Ну не наступает пресыщение так быстро, когда все хорошо. Тот разговор в конце новогодних каникул, наш договор – к чему это было? Да к тому, что она боялась. Боялась любви без взаимности. Поэтому и выдвинула такое условие. Когда я понял, что люблю ее, тоже испугался. И спрятался под маску равнодушия. А ее внезапную холодность объяснял себе тем, что она все-таки что-то заметила и постаралась отгородиться от меня. Потому что моя любовь ей не нужна.

А если все совсем не так? Если мы оба прятали свои чувства, полагая, что они не нужны? Та ночь – это была и страсть, и нежность, а вовсе не «ну ладно, давай разок напоследок». И если я не понял этого тогда, то лишь потому, что было слишком больно.

И что? Признаться?

А почему нет? Хуже все равно не будет.

Позвонить? Или поехать к ней? Прямо сейчас?
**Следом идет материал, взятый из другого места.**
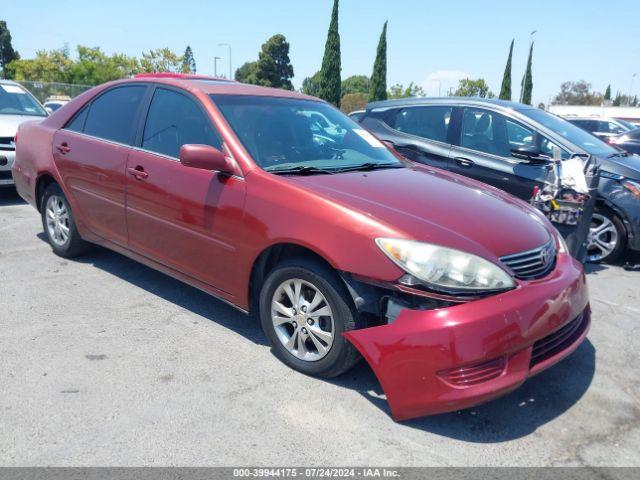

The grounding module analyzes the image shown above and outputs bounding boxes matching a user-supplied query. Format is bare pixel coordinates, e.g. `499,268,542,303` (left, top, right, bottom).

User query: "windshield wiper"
267,165,334,175
335,162,404,173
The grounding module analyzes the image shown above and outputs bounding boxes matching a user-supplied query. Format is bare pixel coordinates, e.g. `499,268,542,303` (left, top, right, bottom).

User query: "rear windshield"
211,95,401,171
0,83,47,117
519,108,617,155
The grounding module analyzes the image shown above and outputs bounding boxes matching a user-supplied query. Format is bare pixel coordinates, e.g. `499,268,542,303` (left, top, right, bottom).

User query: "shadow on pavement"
38,233,596,443
0,186,26,207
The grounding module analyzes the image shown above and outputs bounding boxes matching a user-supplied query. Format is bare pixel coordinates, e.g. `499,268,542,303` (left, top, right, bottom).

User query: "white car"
0,80,48,186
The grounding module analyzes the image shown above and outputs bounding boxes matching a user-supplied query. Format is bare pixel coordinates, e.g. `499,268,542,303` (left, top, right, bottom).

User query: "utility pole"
218,43,233,80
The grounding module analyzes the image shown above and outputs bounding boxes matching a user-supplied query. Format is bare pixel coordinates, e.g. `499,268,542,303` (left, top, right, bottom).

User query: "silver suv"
0,80,47,186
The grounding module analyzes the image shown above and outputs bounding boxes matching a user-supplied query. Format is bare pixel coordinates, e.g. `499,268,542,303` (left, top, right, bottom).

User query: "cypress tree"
318,0,342,107
522,42,533,105
369,22,387,102
499,40,514,100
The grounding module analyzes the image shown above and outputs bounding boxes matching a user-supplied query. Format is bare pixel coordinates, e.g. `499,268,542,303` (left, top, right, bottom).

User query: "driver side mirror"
180,144,235,175
511,145,549,165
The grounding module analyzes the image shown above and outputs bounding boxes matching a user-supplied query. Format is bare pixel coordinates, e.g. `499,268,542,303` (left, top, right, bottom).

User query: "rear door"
53,84,148,246
126,87,245,292
451,107,551,200
363,105,453,169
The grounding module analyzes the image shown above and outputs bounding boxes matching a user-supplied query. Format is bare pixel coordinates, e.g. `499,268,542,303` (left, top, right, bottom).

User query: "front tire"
260,260,360,378
587,208,627,263
40,183,88,258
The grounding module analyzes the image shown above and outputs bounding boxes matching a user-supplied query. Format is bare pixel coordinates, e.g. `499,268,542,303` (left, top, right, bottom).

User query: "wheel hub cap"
271,279,335,362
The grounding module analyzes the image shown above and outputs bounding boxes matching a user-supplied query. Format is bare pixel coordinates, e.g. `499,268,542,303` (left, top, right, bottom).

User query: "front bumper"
0,148,16,186
345,254,590,420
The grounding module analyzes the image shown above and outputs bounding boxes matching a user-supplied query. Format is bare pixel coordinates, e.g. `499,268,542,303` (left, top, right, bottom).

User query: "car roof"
367,97,534,110
121,73,323,102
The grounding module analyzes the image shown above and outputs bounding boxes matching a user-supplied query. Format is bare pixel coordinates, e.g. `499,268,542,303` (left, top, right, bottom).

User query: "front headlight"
376,238,516,293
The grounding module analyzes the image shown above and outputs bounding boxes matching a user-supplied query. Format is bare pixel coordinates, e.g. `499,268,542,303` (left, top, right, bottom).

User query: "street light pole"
218,43,233,80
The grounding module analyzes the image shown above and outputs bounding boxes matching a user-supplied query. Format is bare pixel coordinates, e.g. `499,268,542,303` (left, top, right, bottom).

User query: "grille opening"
500,240,556,280
529,312,589,367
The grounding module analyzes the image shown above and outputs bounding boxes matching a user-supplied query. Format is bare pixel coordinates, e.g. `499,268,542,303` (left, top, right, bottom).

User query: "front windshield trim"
210,94,399,173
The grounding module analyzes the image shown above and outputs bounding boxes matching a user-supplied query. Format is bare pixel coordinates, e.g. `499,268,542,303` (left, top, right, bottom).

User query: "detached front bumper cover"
345,254,590,420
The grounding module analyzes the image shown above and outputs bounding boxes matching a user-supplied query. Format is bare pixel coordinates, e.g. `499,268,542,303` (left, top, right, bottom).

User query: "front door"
126,87,245,292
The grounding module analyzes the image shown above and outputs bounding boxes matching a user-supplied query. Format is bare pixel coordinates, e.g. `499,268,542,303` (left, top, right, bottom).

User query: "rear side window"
84,85,147,143
394,106,453,143
65,106,89,132
142,88,222,158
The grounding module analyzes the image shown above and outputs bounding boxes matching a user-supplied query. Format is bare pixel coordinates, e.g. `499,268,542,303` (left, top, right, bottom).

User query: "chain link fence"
17,80,93,103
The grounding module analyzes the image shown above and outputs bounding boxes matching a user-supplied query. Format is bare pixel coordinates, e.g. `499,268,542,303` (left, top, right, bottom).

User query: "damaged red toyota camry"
13,75,590,420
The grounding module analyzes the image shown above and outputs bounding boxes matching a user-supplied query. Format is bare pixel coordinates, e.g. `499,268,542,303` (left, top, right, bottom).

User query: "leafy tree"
369,22,387,102
387,82,424,98
69,45,140,85
318,0,342,107
182,45,196,73
0,20,20,78
256,34,293,90
499,40,514,100
140,48,182,73
553,80,604,105
302,71,320,97
454,78,495,98
522,42,533,105
235,62,258,85
340,92,367,113
6,47,74,83
340,75,371,95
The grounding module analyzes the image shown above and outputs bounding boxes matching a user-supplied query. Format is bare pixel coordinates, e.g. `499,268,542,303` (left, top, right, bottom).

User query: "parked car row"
0,79,47,187
8,74,592,420
359,97,640,261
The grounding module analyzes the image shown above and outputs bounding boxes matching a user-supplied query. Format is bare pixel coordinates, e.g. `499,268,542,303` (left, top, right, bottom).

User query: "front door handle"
127,165,149,180
454,157,475,168
56,142,71,155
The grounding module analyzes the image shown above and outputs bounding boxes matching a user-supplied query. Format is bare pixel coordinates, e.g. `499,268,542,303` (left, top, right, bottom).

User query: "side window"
65,105,89,132
393,106,453,143
84,85,147,143
142,88,222,158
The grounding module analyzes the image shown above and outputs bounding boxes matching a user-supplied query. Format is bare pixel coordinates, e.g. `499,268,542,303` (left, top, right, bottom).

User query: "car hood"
289,165,553,258
600,155,640,180
0,115,46,137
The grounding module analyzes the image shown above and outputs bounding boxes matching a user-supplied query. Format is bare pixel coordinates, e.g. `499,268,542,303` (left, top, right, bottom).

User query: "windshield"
519,108,617,155
211,95,402,172
0,83,47,117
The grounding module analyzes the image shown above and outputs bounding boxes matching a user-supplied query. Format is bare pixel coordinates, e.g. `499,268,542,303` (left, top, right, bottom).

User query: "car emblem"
540,248,550,267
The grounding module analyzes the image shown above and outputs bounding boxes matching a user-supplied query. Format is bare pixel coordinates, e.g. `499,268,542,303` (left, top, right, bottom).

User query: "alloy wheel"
271,278,335,362
587,213,619,262
45,195,69,247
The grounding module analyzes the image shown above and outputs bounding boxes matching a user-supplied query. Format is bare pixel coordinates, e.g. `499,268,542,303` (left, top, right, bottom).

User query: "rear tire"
587,208,627,263
40,183,89,258
260,259,360,378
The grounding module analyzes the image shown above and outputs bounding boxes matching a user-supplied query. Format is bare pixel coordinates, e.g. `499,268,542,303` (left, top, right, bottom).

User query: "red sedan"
13,74,590,419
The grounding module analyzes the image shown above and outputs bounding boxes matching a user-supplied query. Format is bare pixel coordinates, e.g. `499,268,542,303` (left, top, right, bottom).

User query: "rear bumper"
0,149,16,186
345,255,590,420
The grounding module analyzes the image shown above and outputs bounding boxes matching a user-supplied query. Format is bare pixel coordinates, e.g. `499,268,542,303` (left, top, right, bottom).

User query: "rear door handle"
127,165,149,180
56,142,71,155
454,157,475,168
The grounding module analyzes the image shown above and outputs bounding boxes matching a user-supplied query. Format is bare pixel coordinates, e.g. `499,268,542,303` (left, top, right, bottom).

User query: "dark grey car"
360,97,640,261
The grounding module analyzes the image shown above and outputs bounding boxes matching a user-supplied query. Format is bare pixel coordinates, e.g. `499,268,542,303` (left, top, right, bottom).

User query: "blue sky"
5,0,640,103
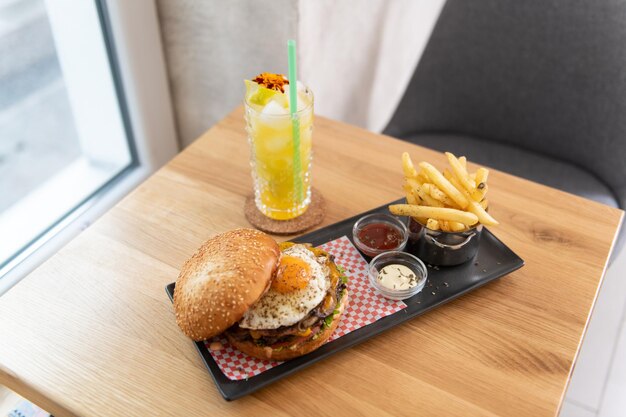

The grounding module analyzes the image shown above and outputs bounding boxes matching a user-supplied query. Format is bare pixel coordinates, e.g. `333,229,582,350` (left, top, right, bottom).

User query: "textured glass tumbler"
245,89,313,220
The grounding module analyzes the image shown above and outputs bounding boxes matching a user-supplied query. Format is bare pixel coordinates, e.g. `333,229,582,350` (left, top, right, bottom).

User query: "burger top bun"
174,229,280,341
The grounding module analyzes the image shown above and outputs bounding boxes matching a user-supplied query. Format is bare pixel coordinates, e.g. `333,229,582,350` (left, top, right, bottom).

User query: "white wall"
158,0,444,145
298,0,444,132
157,0,298,146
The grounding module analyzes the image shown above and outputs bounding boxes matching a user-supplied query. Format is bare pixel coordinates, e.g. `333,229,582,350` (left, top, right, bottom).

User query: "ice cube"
285,90,311,111
261,100,289,116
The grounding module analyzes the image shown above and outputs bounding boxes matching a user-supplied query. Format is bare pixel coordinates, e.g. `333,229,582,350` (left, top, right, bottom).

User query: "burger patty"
227,280,346,346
Нет, лучше завтра. Если до вечера намерение не пропадет, значит, действительно так надо. К тому же завтра пятница, Милкина дочь ходит в бассейн.

– Что думаешь, Мяф? – спросил я кота. – Ехать к ней?

Дернув презрительно хвостом, он степенно удалился в туалет и принялся скрести лоток с такой яростью, словно хотел прокопать насквозь и его, и пол, и перекрытия.

Ясно. Значит, надо ехать.

Уснул я мгновенно, а вот днем снова начали грызть сомнения.

Может, я все выдумал и принимаю желаемое за действительное? Вот заявлюсь к ней со своими признаниями, а она: Леш, ну мы же обо всем договорились, попрощались, зачем мне вообще это знать?

И правда, зачем, если это ей не нужно?

А если нужно?

Ну, орел или решка? Если орел, то поеду.

Достал пятирублевую монету, подкинул. Решка.

Может, еще раз? Как-то она криво подбросилась.

Где-то читал: мол, если хочется бросить монетку снова, значит, решение уже принято.

Постановление: считать решку орлом.

Но сомнения все равно стучались в череп. Даже по дороге к ней.

А вдруг ее нет дома? А вдруг дочка в бассейн не пошла? А вдруг не откроет? Или вообще не одна?

Так, хватит. Нет дома – подожду. Дочка поговорить не помешает. Не откроет или не одна – тогда все вопросы отпадут сами собой.

Заехал во двор, вышел из машины, посмотрел на ее окна – свет горит. Уже неплохо. На кнопку домофона нажать не успел – из парадной выскочили две девчонки. Лифт где-то путешествовал: сначала долго ехал вверх, потом вниз. Сердце отбивало неровную дробь, отдавая почему-то в ладони.

Добравшись наконец до Милкиного этажа, я вдохнул поглубже, остановился перед дверью, и она вдруг распахнулась, едва не втащив мне по лбу.